I recently attended a track II dialogue on the state of the U.S.-ROK alliance. I found the following to be the key points of the meeting.
- The international security environment saw a process of redefinition after the Cold War, later punctuated by September 11th. Redefining international security means broadening the U.S.-ROK alliance. But it also means the need for compromise on how the U.S. wants to resolve matters like North Korea.
- Interesting things happen when international relations theory meets reality. Perhaps this is at root of some South Korea-U.S. disagreements. President Bush pushes the democratic peace theory, President Roh pushes neo-liberal, functionalist integration theory. The two administrations are working off different assumptions and neither president’s policies actually fit their theory.
- The current international tension among states comes from the U.S. moving on to a 21st century vision of international politics (focused on human security) while others still prefer the Westphalian system (based on state sovereignty). The pressing question for Asia then, is whether the Chinese value system, development model and nonintervention principle will compete with the U.S. vision?
- Lee Jung-suk taking over as Unification Minister does not represent policy change. He is however, more focused on new developments in ROK-China relations. Progressives say China is colonizing North Korea through increasing investment, trying to make North Korea the fourth province of northeast China; their conclusion: U.S. needs to get softer on North Korea. Conservatives agree China is colonizing North Korea but come to a very different conclusion: Seoul can’t trust Beijing and must work closer with Washington.
- It is a mistake to attribute strains in the alliance simply to the Bush-Roh dynamic. International structural conditions and especially the landscape of Korean domestic politics have changed since there was last a conservative party in control of the Blue House. It is thus a false hope to think that the alliance will return to the "good ol' days" if a GNP president is elected.
- The Bush administration sees the Six Party Talks as a waste of time until North Korea decides to give up its nukes. So the U.S. has switched from a sequential to parallel approach, also focusing on areas where the DPRK has hostile policies toward the U.S. (counterfeiting, trafficking of illicit cargo) and taking action through alternative mechanisms.
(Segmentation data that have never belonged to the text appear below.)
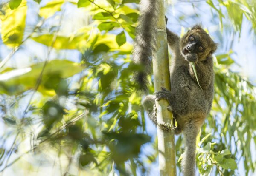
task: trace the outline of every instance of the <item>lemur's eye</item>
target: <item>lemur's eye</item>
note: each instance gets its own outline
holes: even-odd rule
[[[194,37],[192,37],[192,36],[189,37],[189,40],[194,41],[194,40],[195,40],[195,38],[194,38]]]
[[[204,49],[204,48],[203,48],[202,46],[200,46],[198,47],[198,49],[200,51],[202,51]]]

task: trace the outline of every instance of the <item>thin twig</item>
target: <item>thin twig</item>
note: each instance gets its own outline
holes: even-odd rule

But the Six Party Talks are unlikely to fall apart: all sides want to keep a ceiling on conflict, China does not want to loose face, the U.S. does not want to lose leverage of multiple actors and North Korea doesn’t want to lose a way out.
- Several interesting points were offered on the topic of anti-Americanism in South Korea:
* Many newspapers (where the older generation gets their news) are conservative, many television and internet media (where the younger generation gets their news) are very liberal.
* Anti-Americans are a vocal minority; 386 generation is exceptional (protest culture, not very internationalized) but important because they are distorting history in Korean education system (via policymaking, teachers unions).
* Media gives distorted perspective by over-covering radical anti-American activists, NGOs.
* Divide between U.S. and ROK is more between their leaderships than between their societies.
* Anti-Americanism is a threat to the alliance to the extent that U.S. policymakers take newspaper reports too seriously, see Korea as ungrateful and advocate its abandonment.
* But while anti-Americanism may not be pervasive, if it flares up during a campaign, it can change the outcome of the election.
* Need to recognize and further study different kinds of anti-Americanism: anti-U.S. foreign policy very different from anti-Americanization (associated with globalization).
Finally, here are what I consider the most important unanswered questions from the meeting:
1. How would Koreans like the U.S.-ROK alliance to look different from the U.S.-Japan alliance?
2. How do changing Korean perceptions of China compare to changing American perceptions of China?
3. How to productively address the status of Kaesong in the KORUS FTA negotiations?